The appeal was immediate: low prices, loaded interiors and technology that felt several steps ahead of what many visitors expected. Robertson pointed to a Leapmotor electric SUV that he described as roughly a $30,000 vehicle and fully equipped, a price point that in the United States can barely buy an electric vehicle or hybrid. The contrast has become central to the show’s appeal, because the models on display are not just cheaper alternatives. They are examples of how Chinese automakers are packaging screens, cameras and driver-assistance features into mass-market vehicles that are increasingly hard to dismiss as imitators.

That gap is also political. Chinese automakers remain largely shut out of the U.S. market by tariffs, security concerns and years of trade and industrial policy aimed at slowing their entry. The White House raised tariffs on Chinese electric vehicles from 25% to 100% in 2024 under Section 301, saying the increase was meant to counter unfair trade practices and excess industrial capacity. For American consumers, that means the Beijing show functions as a kind of parallel auto market, one with far more variety than what arrives in U.S. showrooms.

Robertson said the reaction on his channel makes that divide plain. Viewers, he said, often say they cannot believe the government will not allow the cars to be sold in their country. On the floor, the response was just as direct.
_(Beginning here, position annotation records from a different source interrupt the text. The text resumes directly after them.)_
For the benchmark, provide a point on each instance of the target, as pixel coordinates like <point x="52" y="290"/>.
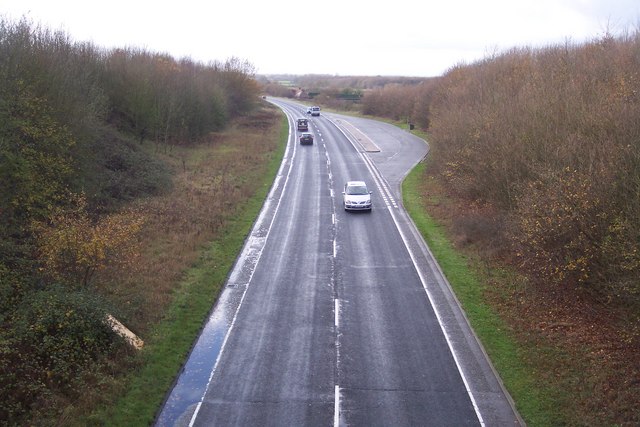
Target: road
<point x="336" y="318"/>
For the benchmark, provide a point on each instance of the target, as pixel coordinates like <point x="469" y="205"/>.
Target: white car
<point x="356" y="196"/>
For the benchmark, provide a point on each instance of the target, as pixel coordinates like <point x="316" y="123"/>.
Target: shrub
<point x="55" y="335"/>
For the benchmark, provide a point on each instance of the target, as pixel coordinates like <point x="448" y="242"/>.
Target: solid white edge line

A New Zealand retiree and a Sydney-based former performance coach both praised the interiors, screens, cameras and futuristic feel of the vehicles, underscoring how quickly Chinese brands have shifted from being seen as bargain-basement products to being viewed as technology leaders.

The scale of the Beijing Auto Show reinforces that shift. The biennial exhibition opened on April 24 and runs through May 3 at the China International Exhibition Center, with organizers saying it spans 380,000 square meters. More than 1,450 vehicles and 181 global debuts are on display. It is also a snapshot of China’s next industrial push: automakers are showcasing ultrafast charging and intelligent driving as the industry moves toward AI-enabled cars built with Chinese chips and software, after taking 25 years to dominate the EV market. With China’s EV exports rising 70% from 2022 to 2023, the cars on display in Beijing are no longer just a domestic story. They are a warning about how quickly the global auto industry is changing, even where American buyers are least likely to see it.